India may soon provide a regulatory framework for its troubled digital assets industry. Ajay Seth, the country’s economic affairs secretary, has revealed that the government will soon finalize a consultation paper for digital currency regulations.
According to a Financial Times of India report, Seth revealed this while speaking at an event organized by the Finance minister. He disclosed that the paper would be one of the most comprehensive consultations India has conducted for digital currency regulation so far.
The paper is a result of consultations made both with key local digital currency industry players and international organizations like the International Monetary Fund (IMF) and the World Bank.
“We have consulted not just the domestic institutional stakeholders but also organizations like the IMF and World Bank. So we hope that we will soon be in a position to finalize our consultation paper,” he said.
He adds that the paper will look beyond just regulating digital currencies in India. It is part of wider plans to establish a global consensus on digital currency regulations.

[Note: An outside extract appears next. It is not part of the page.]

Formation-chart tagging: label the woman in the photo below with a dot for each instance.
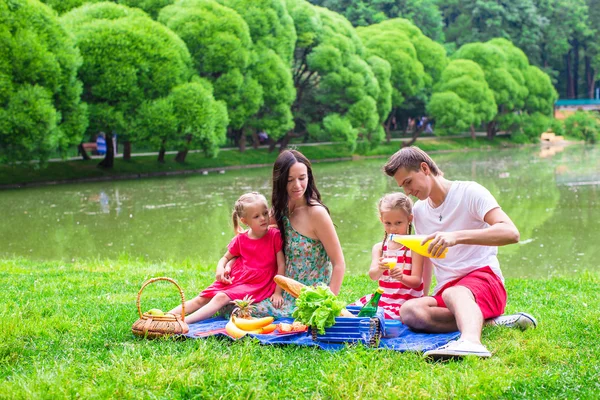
(312, 249)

India’s digital currency regulatory climate leaves a lot of uncertainty
The development is a positive one for the digital assets industry in India as it gives some hope that an outright ban is not likely. The Indian government has already caused uncertainty among local digital assets investors and firms with its indecisive stance on the industry.
Despite a tax regime for digital assets introduced by the Minister for Finance, several officials have talked of banning digital currencies. Finance Minister Nirmala Sirtharaman has stated that India will not rush into regulating digital assets.
Recent remarks by the Reserve Bank of India (RBI) indicated that the country is still highly skeptical of digital currencies. The central bank’s officials stated that digital currencies would ultimately dollarize the country’s economy at their current rate of adoption.
Meanwhile, the government has also strongly backed plans to issue a CBDC. In its annual report, the RBI listed the introduction of a CBDC as one of its major initiatives for the 2022-23 fiscal year.
For its part, the IMF, one of the international bodies that India is consulting for the paper, has encouraged digital currency regulations to continue to be rolled out. Head of the IMF, Kristalina Georgieva, stated that despite the risks posed by stablecoins, digital currencies still hold a lot of potentials.